Petrohawk has gross operated Haynesville production of 750 MMcfe/d. The company's resource potential in the Eagle Ford was 356 million bbl of liquids and 10 tcf of gas as of the end of 2009. It plans to update the figures shortly.

Petrohawk plans to boost its 10 Eagle Ford rigs to 12 in the first half of 2011 and 16 in the second half. It has 125 MMcfe/d of net operated production and had 288 bcfe of proved reserves at the end of 2009.

The company is working the Eagle Ford in three areas. It holds 368,000 net acres, same as in the Haynesville.

Its play-opening discovery, Hawkville field in La Salle and McMullen counties, is half dry gas and half liquids. Black Hawk field, mostly in De Witt and southern Gonzalez counties, is a high condensate area. The Red Hawk prospect in Zavala County is a pure oil play.

Petrohawk has 65,000 net acres under lease at Black Hawk. It drills 6,000-ft laterals for $8-8.5 million/well. It is running five rigs and will add two in the current quarter and four more in the third quarter of 2011.

Estimated ultimate recoveries at Black Hawk have fallen mostly in the 500,000-750,000 boe/well range, but the last few wells look like 1 million boe, Wilson said. The company has had consistent completion results at wells 35 miles apart and thinks eventual spacing will settle at 80 acres. Initial potentials averaged 3.2 MMcf of gas, 1,500 b/d of condensate, and 180 b/d of natural gas liquids, and rates decline 75% the first year.

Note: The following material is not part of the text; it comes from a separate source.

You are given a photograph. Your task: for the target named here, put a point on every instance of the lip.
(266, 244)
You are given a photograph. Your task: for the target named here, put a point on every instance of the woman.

In Hawkville field, which extends 100 miles west to east, Petrohawk targets the northern condensate yield areas and drills gas-prone wells only to maintain leasehold. Liquids yields are 220 bbl/MMcf to several hundred barrels per million south to north, all with additional NGL.

The company has 233,000 net acres at Hawkville, operated with 91.5% working interest. It will run five rigs steady at Hawkville in 2011.

Since discovering Red Hawk at the Mustang Ranch 1H and C-1H wells, Petrohawk is under completion at its third well, Chapparosa Ranch 1H. Eagle Ford crude is at 5,500 ft, and the company holds 70,000 net acres, operated at 90% working interest.

Two more wells are to be drilling in the second quarter of 2011. Petrohawk drills 4,500-ft laterals that target 150-200 million boe for less than $5 million/well.